T-SQL Anti-Patterns: Linked Server Joins

Yesterday’s anti-pattern, non-SARGable ORs in joins, was all about writing code which the SQL Server database engine can optimize.  Today’s anti-pattern is in that vein, but this time we’re looking at cross-server queries.

Linked servers are a powerful feature within SQL Server, and I don’t want to throw them out entirely.  What I do want to do, however, is limit how often they are used in regular, business-critical code.  The reason is that, prior to SQL Server 2012 SP1, table statistics were not available to linked server users without sysadmin, db_owner, or db_ddladmin rights.  The number of cases in which I would want a linked server role with sysadmin, db_owner, or db_ddladmin rights is very small, and I would definitely not want to give those rights to a web application or anything else user-facing.  Without those table statistics, SQL Server would make poor choices with linked server queries, and so joins against remote tables would get very expensive.

Even with those statistics, cross-server joins are going to be expensive.  The reason is that in order to join row sets from two servers, you need to pass all of one server’s row set over to the other server, perform the join operation, and then (potentially) pass the full result set back to the first server.  If you’re joining two tables with a billion rows, that could be extremely expensive, even if you have great indexes on both sides.

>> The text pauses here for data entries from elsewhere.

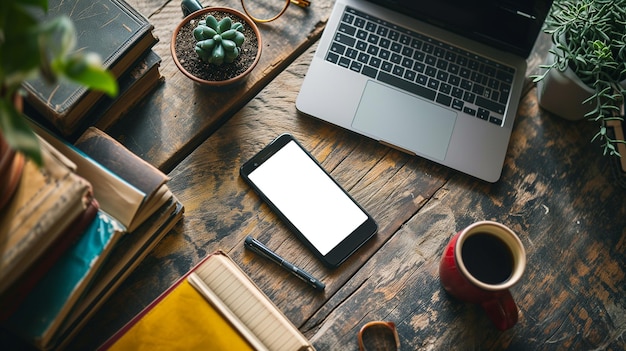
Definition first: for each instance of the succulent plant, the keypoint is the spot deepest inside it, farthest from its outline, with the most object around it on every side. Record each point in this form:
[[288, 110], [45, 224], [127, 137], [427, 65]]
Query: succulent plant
[[218, 42]]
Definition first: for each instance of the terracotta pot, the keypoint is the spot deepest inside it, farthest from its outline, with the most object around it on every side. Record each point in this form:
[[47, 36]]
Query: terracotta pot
[[234, 14], [11, 166]]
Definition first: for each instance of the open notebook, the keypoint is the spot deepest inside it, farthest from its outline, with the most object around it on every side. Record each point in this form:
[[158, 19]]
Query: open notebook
[[215, 306]]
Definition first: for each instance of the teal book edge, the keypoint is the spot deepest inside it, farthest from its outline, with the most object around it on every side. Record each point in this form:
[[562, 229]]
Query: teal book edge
[[52, 297]]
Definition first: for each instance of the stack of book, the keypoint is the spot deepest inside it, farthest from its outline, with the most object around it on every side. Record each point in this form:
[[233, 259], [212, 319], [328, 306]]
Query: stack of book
[[124, 39], [74, 230]]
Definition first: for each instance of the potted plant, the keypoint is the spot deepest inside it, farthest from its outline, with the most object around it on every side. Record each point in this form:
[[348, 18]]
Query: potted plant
[[202, 46], [32, 46], [585, 73]]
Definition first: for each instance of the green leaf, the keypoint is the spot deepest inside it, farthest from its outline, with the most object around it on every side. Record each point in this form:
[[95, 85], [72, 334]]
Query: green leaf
[[87, 70], [18, 133]]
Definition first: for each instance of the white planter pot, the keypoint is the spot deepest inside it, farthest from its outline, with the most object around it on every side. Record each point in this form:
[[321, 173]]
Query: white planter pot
[[563, 93]]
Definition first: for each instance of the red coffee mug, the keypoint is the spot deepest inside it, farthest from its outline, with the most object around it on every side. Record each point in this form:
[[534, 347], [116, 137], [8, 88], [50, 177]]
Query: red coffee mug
[[480, 264]]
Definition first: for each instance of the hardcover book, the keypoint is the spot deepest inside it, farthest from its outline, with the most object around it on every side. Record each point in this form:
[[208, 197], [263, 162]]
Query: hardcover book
[[47, 201], [139, 195], [111, 28], [44, 308], [214, 306]]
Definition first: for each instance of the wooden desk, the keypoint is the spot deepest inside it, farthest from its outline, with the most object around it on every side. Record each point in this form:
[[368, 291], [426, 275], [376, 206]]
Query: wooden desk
[[556, 192]]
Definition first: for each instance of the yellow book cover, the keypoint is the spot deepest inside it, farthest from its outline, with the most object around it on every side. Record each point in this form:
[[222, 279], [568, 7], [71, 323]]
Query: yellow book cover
[[214, 307]]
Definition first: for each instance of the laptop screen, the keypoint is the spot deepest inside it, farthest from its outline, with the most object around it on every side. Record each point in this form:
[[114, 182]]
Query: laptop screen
[[510, 25]]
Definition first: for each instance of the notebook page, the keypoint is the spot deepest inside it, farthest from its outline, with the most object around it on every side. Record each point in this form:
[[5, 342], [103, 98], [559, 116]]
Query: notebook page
[[250, 305]]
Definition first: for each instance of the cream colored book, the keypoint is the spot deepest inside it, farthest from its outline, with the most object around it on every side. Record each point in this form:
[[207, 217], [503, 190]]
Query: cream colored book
[[215, 304]]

So how do we get around this?  Here are a few potential methods:

  1. Get rid of the linked servers altogether and use another method, such as replication or Always-On Availability Groups, to propagate the data you need from your remote server.  This makes a lot of sense if you’re looking at relatively static lookup data.
  2. For truly static data, you might keep non-replicated copies on both servers.  Replication can be a pain to troubleshoot and manage and AGs require 2012 Enterprise Edition so they can be very expensive.  Thus, if the data never changes or only changes once a year, it might make more sense to create the yearly change script and execute it on multiple servers.
  3. If you absolutely need the remote data, try to re-write queries to avoid joining local tables to remote tables.  Create a temporary table on your local server, pull in as few rows from the remote server as possible, and then join your local tables to the temp table you created.  You still take the linked server hit, but there’s a much smaller chance of that query blowing up.